Snow drifts spill over the sidewalk. I stop and listen. Dead silence. Even the wind itself seems to be silenced by the somber reverence that this farm field demands.
Thirty-three passengers, seven crew members, and four hijackers died upon impact as Flight 93 rocketed through the sky, upside down, at 563 miles per hour. Pause for a minute: upside down.
I finally reach the end of the sidewalk to view the Wall of Names, one panel for each lost passenger and crew member. Perched upon the hillside, the visitor center provides a bird’s eye vantage point. That will be my next destination. I pause, reflect, and try to fathom the horror that must have become a reality on that flight. There must have been one specific moment, for each person, where they knew—without a single doubt—that they were fated for death on that day.

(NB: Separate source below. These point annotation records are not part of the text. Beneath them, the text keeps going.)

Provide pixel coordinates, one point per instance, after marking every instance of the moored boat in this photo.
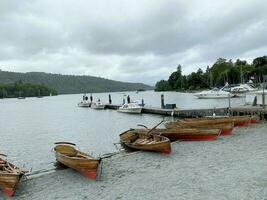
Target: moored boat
(98, 105)
(226, 127)
(237, 120)
(130, 108)
(84, 104)
(137, 140)
(10, 175)
(68, 155)
(190, 134)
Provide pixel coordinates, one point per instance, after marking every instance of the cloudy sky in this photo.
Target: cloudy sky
(128, 40)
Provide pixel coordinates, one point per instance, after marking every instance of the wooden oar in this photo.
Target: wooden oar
(65, 143)
(154, 127)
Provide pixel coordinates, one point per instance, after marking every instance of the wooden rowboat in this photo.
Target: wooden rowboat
(226, 127)
(10, 176)
(137, 140)
(68, 155)
(189, 134)
(237, 120)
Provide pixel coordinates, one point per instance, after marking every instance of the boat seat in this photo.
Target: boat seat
(66, 150)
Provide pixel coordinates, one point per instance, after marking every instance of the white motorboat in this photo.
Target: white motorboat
(243, 89)
(214, 94)
(130, 108)
(98, 105)
(84, 104)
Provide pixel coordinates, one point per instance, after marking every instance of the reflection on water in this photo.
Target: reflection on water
(29, 127)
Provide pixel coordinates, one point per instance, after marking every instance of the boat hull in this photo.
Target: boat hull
(88, 166)
(8, 182)
(130, 110)
(159, 143)
(188, 134)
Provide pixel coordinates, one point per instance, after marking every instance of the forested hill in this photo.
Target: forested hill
(70, 84)
(217, 75)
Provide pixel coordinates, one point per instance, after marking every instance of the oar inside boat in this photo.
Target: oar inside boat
(69, 143)
(69, 156)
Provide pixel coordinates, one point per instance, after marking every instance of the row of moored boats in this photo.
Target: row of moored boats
(154, 139)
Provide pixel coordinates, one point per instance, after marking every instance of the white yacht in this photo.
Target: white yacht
(214, 94)
(242, 89)
(132, 107)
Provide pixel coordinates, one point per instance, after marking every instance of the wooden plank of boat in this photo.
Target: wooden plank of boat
(146, 142)
(226, 127)
(188, 134)
(68, 155)
(10, 176)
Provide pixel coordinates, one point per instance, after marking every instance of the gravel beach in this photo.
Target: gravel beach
(232, 167)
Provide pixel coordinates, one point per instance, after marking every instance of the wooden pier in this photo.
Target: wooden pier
(192, 113)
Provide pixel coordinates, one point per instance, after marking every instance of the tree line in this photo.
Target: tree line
(222, 71)
(70, 84)
(20, 89)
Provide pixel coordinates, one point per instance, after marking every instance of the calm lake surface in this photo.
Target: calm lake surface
(29, 127)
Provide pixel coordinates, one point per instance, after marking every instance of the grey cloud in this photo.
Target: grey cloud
(128, 40)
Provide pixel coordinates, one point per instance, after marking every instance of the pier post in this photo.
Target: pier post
(162, 101)
(109, 99)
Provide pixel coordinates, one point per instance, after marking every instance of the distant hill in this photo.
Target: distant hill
(70, 84)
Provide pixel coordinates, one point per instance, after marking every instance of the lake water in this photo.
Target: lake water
(29, 127)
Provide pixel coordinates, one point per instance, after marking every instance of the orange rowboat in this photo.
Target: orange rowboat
(226, 127)
(137, 140)
(67, 155)
(10, 176)
(189, 134)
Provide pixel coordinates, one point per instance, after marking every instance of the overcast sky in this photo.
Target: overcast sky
(128, 40)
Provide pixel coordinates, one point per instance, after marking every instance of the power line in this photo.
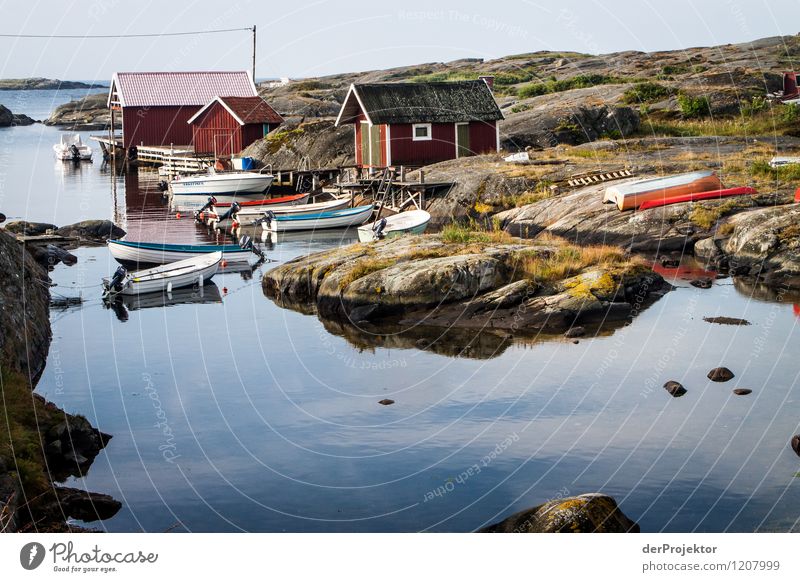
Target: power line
(149, 35)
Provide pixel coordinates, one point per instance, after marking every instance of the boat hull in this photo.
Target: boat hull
(177, 275)
(223, 185)
(250, 215)
(632, 195)
(334, 219)
(154, 254)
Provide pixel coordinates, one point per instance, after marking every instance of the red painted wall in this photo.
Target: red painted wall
(157, 125)
(482, 137)
(216, 131)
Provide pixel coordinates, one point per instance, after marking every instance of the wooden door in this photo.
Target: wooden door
(365, 157)
(462, 140)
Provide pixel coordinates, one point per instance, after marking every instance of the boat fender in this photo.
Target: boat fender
(378, 228)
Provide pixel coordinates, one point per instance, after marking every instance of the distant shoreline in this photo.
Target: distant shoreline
(40, 83)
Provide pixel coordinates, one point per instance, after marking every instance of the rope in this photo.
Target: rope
(144, 35)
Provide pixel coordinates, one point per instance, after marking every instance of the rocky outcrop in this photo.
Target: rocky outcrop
(581, 216)
(474, 286)
(89, 113)
(587, 513)
(570, 117)
(24, 227)
(7, 119)
(43, 83)
(24, 309)
(318, 141)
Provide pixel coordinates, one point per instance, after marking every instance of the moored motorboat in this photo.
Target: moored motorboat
(410, 222)
(332, 219)
(251, 215)
(184, 273)
(145, 253)
(631, 195)
(226, 186)
(72, 148)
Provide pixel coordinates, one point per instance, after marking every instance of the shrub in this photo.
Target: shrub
(694, 106)
(646, 93)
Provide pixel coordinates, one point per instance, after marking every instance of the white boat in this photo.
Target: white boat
(185, 273)
(224, 186)
(251, 215)
(331, 219)
(145, 253)
(410, 222)
(72, 148)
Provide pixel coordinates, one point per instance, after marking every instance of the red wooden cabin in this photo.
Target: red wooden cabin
(156, 107)
(227, 125)
(415, 124)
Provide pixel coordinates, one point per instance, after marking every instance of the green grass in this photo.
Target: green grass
(647, 92)
(20, 441)
(557, 86)
(569, 260)
(694, 107)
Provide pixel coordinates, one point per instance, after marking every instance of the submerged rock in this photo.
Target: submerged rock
(573, 332)
(702, 283)
(726, 320)
(588, 513)
(92, 230)
(720, 375)
(675, 388)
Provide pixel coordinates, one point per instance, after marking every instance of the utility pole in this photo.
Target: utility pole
(254, 53)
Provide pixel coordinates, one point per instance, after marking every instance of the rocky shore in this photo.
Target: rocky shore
(88, 114)
(41, 445)
(8, 119)
(478, 281)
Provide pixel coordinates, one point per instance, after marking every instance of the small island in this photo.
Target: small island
(43, 83)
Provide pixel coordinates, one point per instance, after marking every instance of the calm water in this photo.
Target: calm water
(229, 413)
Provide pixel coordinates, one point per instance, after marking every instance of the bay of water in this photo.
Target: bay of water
(232, 414)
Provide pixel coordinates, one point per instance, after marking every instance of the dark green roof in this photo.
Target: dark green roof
(443, 102)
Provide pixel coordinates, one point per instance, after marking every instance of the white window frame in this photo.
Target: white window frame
(427, 126)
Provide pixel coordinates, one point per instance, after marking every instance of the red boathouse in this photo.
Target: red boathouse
(156, 107)
(416, 124)
(227, 125)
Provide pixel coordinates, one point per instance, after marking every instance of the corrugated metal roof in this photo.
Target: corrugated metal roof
(189, 88)
(252, 110)
(443, 102)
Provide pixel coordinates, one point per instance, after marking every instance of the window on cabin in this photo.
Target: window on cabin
(421, 131)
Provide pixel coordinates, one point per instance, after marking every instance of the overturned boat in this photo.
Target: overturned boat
(410, 222)
(632, 195)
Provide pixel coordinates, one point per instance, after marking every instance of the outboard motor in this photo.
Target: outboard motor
(378, 229)
(232, 212)
(115, 285)
(269, 216)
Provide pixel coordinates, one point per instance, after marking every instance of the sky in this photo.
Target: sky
(312, 38)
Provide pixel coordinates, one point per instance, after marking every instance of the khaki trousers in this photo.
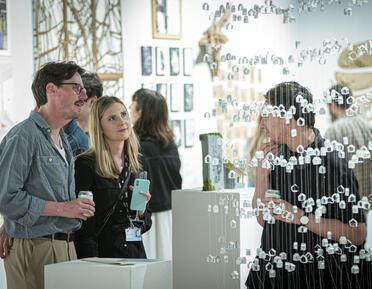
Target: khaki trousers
(24, 266)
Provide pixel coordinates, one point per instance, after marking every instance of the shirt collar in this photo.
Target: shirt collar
(70, 127)
(317, 143)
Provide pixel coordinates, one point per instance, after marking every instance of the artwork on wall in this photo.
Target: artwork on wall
(189, 129)
(161, 61)
(177, 131)
(89, 34)
(175, 97)
(146, 60)
(162, 88)
(148, 85)
(3, 27)
(174, 61)
(166, 19)
(187, 62)
(188, 97)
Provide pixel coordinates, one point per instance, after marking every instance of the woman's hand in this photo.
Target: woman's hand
(288, 207)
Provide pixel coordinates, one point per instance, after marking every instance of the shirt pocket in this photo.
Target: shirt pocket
(53, 169)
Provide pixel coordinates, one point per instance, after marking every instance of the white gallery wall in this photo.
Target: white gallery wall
(265, 34)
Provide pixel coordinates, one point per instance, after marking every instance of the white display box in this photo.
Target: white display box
(198, 233)
(99, 273)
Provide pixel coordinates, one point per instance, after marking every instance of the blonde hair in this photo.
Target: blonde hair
(105, 165)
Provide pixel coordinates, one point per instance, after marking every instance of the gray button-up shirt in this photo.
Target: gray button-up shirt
(32, 172)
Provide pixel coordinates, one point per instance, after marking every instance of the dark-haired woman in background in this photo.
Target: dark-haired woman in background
(149, 114)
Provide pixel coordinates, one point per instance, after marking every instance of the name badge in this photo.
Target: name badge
(133, 234)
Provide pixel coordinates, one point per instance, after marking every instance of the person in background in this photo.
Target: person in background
(351, 130)
(77, 129)
(108, 169)
(149, 114)
(37, 192)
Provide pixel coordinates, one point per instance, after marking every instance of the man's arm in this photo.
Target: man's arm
(18, 205)
(6, 243)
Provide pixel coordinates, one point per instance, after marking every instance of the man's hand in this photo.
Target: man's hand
(6, 243)
(75, 209)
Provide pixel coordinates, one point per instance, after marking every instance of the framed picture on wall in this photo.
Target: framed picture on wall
(188, 62)
(162, 88)
(148, 85)
(177, 131)
(161, 61)
(146, 60)
(188, 97)
(189, 129)
(166, 19)
(4, 41)
(174, 61)
(175, 97)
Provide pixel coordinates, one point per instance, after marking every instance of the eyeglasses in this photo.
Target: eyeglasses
(77, 87)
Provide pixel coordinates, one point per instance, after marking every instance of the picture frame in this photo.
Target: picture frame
(175, 97)
(166, 19)
(146, 60)
(188, 97)
(174, 61)
(177, 131)
(4, 29)
(162, 88)
(161, 61)
(148, 85)
(188, 62)
(189, 129)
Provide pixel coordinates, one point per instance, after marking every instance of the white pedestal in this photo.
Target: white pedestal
(81, 274)
(198, 233)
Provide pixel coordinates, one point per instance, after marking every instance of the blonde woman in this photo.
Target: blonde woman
(108, 169)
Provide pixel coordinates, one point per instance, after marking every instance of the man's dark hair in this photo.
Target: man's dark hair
(285, 93)
(341, 92)
(154, 120)
(92, 84)
(52, 72)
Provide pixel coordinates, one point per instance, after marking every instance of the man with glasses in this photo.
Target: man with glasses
(37, 193)
(77, 129)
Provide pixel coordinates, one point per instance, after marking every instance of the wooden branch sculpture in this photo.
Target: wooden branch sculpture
(211, 42)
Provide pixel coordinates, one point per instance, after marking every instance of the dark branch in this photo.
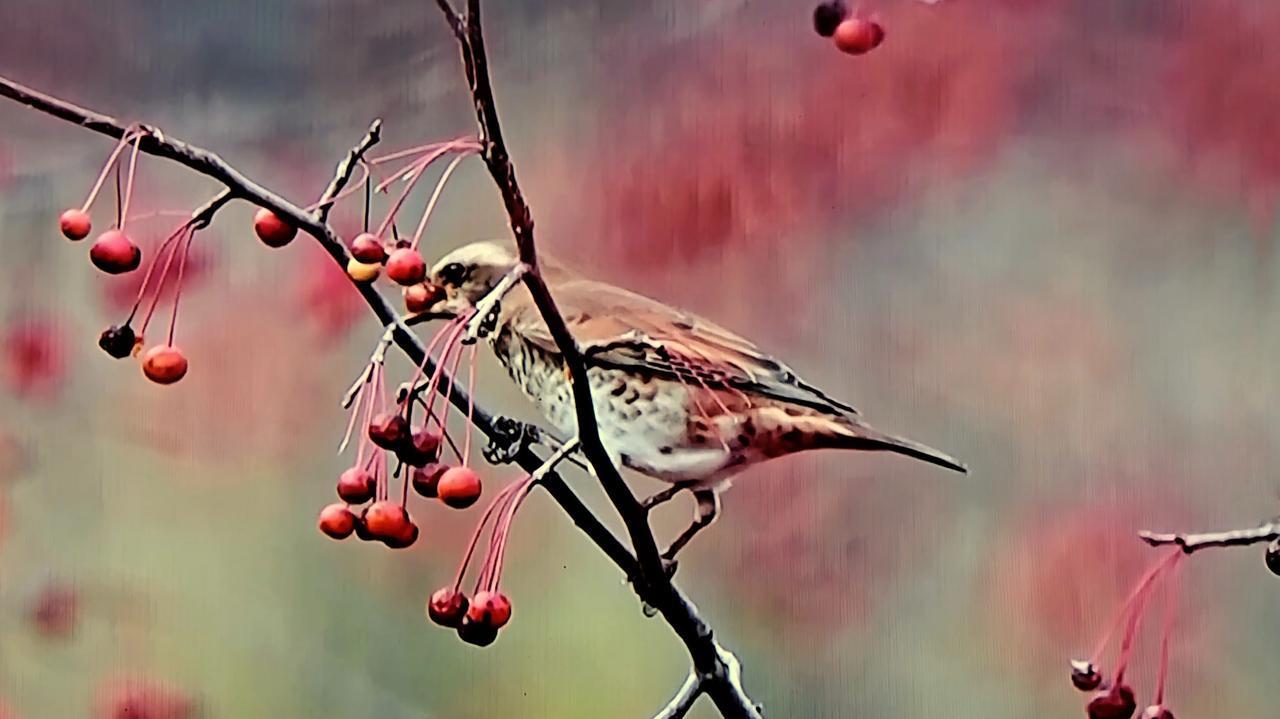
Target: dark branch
(1191, 543)
(342, 175)
(718, 668)
(237, 186)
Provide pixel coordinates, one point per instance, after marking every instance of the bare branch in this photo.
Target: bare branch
(718, 668)
(684, 700)
(1191, 543)
(342, 175)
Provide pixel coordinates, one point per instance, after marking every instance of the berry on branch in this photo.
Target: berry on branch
(164, 363)
(272, 229)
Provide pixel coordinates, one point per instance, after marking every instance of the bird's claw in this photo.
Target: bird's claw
(508, 439)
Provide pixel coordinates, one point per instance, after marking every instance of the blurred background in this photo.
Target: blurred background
(1037, 234)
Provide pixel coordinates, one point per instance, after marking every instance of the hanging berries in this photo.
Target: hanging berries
(490, 608)
(164, 363)
(272, 229)
(368, 248)
(858, 36)
(389, 431)
(447, 607)
(118, 340)
(74, 224)
(337, 521)
(458, 488)
(356, 486)
(1116, 703)
(406, 266)
(114, 253)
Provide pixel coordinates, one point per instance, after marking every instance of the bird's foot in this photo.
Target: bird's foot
(508, 439)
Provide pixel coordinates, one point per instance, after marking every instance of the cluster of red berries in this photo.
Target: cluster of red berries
(417, 450)
(850, 33)
(1115, 699)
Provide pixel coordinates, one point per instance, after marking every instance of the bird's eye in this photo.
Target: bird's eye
(453, 274)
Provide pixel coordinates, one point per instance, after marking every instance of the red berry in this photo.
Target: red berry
(272, 229)
(389, 431)
(406, 266)
(114, 253)
(447, 607)
(164, 363)
(421, 449)
(1084, 676)
(405, 539)
(490, 608)
(421, 297)
(428, 479)
(368, 248)
(458, 488)
(356, 486)
(387, 520)
(858, 36)
(476, 633)
(337, 521)
(74, 224)
(1115, 703)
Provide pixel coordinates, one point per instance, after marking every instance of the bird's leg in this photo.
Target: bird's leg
(705, 512)
(485, 317)
(663, 497)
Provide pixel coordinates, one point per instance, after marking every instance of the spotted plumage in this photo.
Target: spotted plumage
(676, 397)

I have a difficult time understanding that reality.
Back in my van, I roll my hands together in front of the heater. It feels as if the temperature has dropped again. I drive to the aforementioned visitor center, and much to my (un)surprise, the building is closed. Today is the first day in the government shutdown, also known as the Democratic Party versus President Trump, or The Wall versus The Dreamers. Perhaps that is why that very few souls walk the grounds today. Nonetheless, I walk along the memorial and stand on the edge of the lookout, affording a huge panorama of the debris field below. I complete a final exposure on a roll of film that has been in loaded in my toy camera for the last five months, before returning to my vehicle and plotting a course back home.
The attacks of September 11th were intended to break our spirit. Instead we have emerged stronger and more unified. We feel renewed devotion to the principles of political, economic and religious freedom, the rule of law and respect for human life. We are more determined than ever to live our lives in freedom. ~ Rudy Giuliani
Author’s note: in a flurry of last minute goal accomplishment, I gladly eliminate three items from my yearly bucket list: #15 Shoot with my classic cameras and film; #20 Visit 9/11 crash site, Flight 93, in Shanksville; and #99 Mend a broken relationship.